Pork belly ribs are perfect for this too because of the high fat to meat ratio - you are guaranteed juiciness from the cut itself, and not any sauces you’ve had to add. So, coat your ribs in a dry rub (I like brown sugar, fennel seed, smoked paprika, garlic powder and salt) and place offset (that’s where all the coals are on one side, and you’ve placed it on the other cooler side) on a barbecue and put the lid on. Cook for an hour and a half, bones side down, turning at least 3 or 4 times. Rest for 15 minutes. Slice and devour. Wrap and chill the leftovers because...
The leftovers are, quite possibly, even better. This is inspired by the Hong Kong style barbecued meats, specifically ‘siu yok’ or crispy belly pork. When served in a restaurant, room temperature pork is served on hot rice, the fat warming in the residual temperature, some of the pork’s cooking juices drizzled over. I’ve gone a step further here to make sure that we’re making maximum use of this beautiful cut. You’ll need a small Chinese clay pot with a lid, available for cheap in Chinatown. The best thing about this dish is the crusty rice you get on both the bottom of the rice and the top, where the pork isn’t covering it, and also the pork juices flavouring the fluffy rice. Serve with stir-fried vegetables, steamed egg, or cold salads like smacked cucumbers.
This recipe serves two.
- Soak the clay pot for 15 minutes in water first, then dry off.

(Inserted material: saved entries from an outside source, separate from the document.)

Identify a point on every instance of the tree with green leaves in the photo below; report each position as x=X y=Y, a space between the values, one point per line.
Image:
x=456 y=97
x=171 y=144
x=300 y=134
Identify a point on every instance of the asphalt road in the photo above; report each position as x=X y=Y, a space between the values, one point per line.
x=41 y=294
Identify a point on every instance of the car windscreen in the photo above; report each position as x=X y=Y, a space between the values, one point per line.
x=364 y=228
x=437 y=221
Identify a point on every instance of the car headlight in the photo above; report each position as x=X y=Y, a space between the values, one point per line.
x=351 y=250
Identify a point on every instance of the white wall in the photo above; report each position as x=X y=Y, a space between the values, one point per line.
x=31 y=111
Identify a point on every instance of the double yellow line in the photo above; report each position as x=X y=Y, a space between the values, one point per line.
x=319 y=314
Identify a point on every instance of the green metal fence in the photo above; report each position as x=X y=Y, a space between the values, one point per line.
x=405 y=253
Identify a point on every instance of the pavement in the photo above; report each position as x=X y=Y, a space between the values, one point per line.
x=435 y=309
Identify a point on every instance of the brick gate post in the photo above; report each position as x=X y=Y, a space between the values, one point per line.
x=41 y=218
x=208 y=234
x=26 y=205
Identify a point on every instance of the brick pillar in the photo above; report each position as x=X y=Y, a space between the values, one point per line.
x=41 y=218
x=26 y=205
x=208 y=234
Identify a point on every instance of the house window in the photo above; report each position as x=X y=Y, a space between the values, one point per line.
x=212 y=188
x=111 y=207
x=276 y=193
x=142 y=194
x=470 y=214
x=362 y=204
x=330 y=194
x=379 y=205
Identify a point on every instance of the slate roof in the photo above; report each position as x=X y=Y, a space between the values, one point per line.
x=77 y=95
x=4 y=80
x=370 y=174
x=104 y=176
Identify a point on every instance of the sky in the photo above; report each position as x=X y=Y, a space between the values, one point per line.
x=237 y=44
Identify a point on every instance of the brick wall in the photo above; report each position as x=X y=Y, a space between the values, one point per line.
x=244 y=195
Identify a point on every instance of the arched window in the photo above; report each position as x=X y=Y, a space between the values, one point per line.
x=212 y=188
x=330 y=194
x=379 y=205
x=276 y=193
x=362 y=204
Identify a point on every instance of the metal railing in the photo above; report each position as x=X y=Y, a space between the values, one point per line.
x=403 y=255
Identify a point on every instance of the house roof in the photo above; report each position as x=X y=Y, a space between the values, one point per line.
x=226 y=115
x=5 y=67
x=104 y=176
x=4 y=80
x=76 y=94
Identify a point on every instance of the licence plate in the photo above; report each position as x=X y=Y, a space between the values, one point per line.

- Wipe the bottom of the clay pot with the sesame oil.
- Wash the rice in a sieve until the water runs clear, then add to the clay pot.
- Add enough water to sit 2cm above the rice, place the pork bones on top, put the lid on and place in a cold oven (it is important to heat the clay pot slowly, otherwise it may crack) and turn it up to 200°C.
- Cook for 15 minutes, checking a couple of times to see if the rice is cooked.
- Remove from the oven, lift the lid to remove to the pork bones, and place the pork cubes on top.
- Mix the soy sauces together and drizzle over the meat, then place the lid back on for another 10 minutes to warm the pork through.
- Serve with all your other bits. Easy!